Rafael began pacing the moment the door closed behind him.

"I’m resigning," he said without preamble.

Gabriel blinked once. Then, he set the report aside with the soft sigh of a parent watching their kid start a tantrum. "Good morning to you too."

"This is not a conversation," Rafael continued, hands clasped behind his back to keep from gesturing too violently. "It’s a notification. Gregoris Frasner crossed a line last night, and I am removing myself from the equation."

"Sit," Gabriel said mildly.

Rafael did not.

"He entered my apartment," Rafael went on, the words tight but controlled. "He bypassed my entire security, even that placed by the palace and left a collar and a note." He laughed once, sharp and humorless. "Apparently it ’suits’ me."

The temperature in the room shifted.

Gabriel leaned back in his chair, fingers steepled, expression no longer mild. "Did you keep it?"

"I did not throw it out a window," Rafael snapped. "If that’s what you’re asking."

"That will do," Gabriel replied evenly. "And you believe resigning deprives him of leverage."

"Gabriel, I’m not stupid," Rafael shot back. "If Gregoris put his mind to making my life a living hell, he could do it whether I’m in the palace or not."

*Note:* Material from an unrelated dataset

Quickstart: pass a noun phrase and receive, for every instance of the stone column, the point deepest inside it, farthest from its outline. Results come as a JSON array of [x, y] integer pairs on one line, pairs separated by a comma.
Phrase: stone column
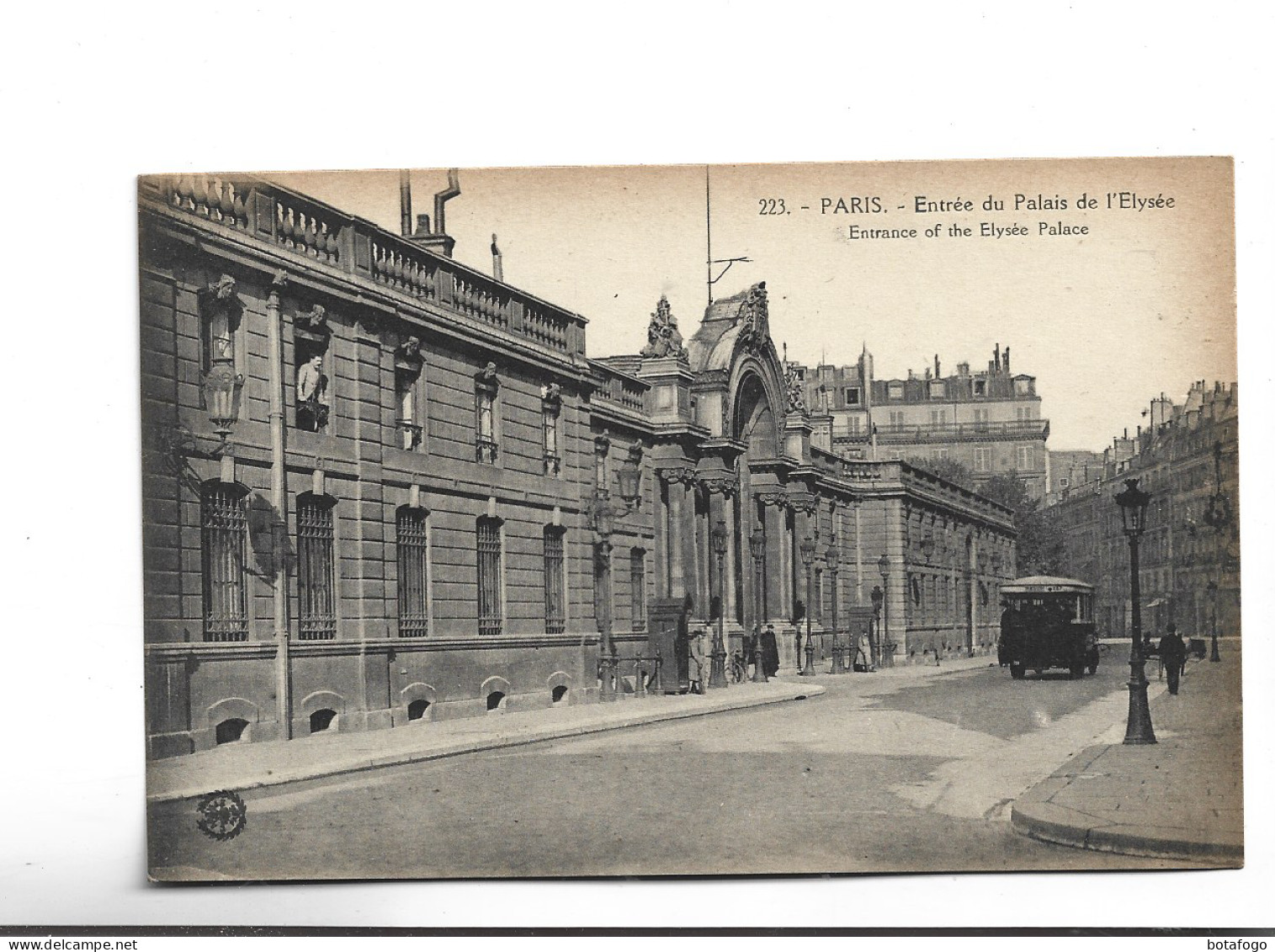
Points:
[[775, 560], [677, 542]]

"Then what do you plan?" Gabriel asked.

"To get away from the Empire. From everyone," Rafael blurted, the words leaving his mouth before he’d fully weighed them.

"That won’t do it," Gabriel said mildly, rising from behind his desk and moving toward the chaise, lowering himself into it with careful economy.

Rafael turned sharply. "Why not?"

"Because Gregoris can’t touch you while you’re my employee," Gabriel replied. "The moment you resign, there are no longer any boundaries he is required to respect."

Rafael exhaled sharply and turned away, pacing again, irritation sparking along his nerves. "He already crossed one," he said. "He entered my apartment."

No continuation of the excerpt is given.